Si les nuages sont bas sur Varsovie, ça se dégage un peu à Pékin. Et ce qui est un symptôme extrêmement intéressant de tout cela, c’est d’abord que les journaux n’ont pas consacré une grande part à la conclusion du Congrès du Parti Communiste Chinois (PCC). C’était autrefois un événement politique majeur, aujourd’hui ça ne l’est plus.
On a un peu l’impression, selon la belle expression du socialiste Saint-Simon – pas le Duc, le Comte – que finalement "l’administration des choses remplacera sur le gouvernement des personnes". Pourtant, ce n’est pas tout à fait vrai.
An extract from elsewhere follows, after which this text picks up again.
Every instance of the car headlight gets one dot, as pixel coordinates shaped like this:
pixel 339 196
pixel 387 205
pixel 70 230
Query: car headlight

Hu Jintao, le Président du PCC, un homme qui a été constamment sous-estimé ces dernières années, a remporté de façon très habile ce Congrès. Mais, pour le comprendre, il faut revenir un peu en arrière.
Il existe une vie politique dans les pays de parti unique, comme il en existe une dans les pays de régime parlementaire. Les protocoles de lecture ne sont pas tout à fait les mêmes, mais on peut y arriver.
Pour dire les choses simplement, la vie politique à l’époque de Deng Xiaoping, dans les années 80 et encore au début des années 90, était scandée par l’opposition de partisans des réformes économiques, et partisans de l’ancien appareil planificateur du Parti, les maoïstes ayant été éliminés, où s’étant redistribués entre ces deux pôles.
Et bien, il y eut jusqu’à Tiananmen, un ascendant des partisans des réformes économiques, mais certains, notamment le Secrétaire général du Parti de l’époque voulait aller au-delà, vers la démocratie politique, et il y eut un durcissement des planificateurs.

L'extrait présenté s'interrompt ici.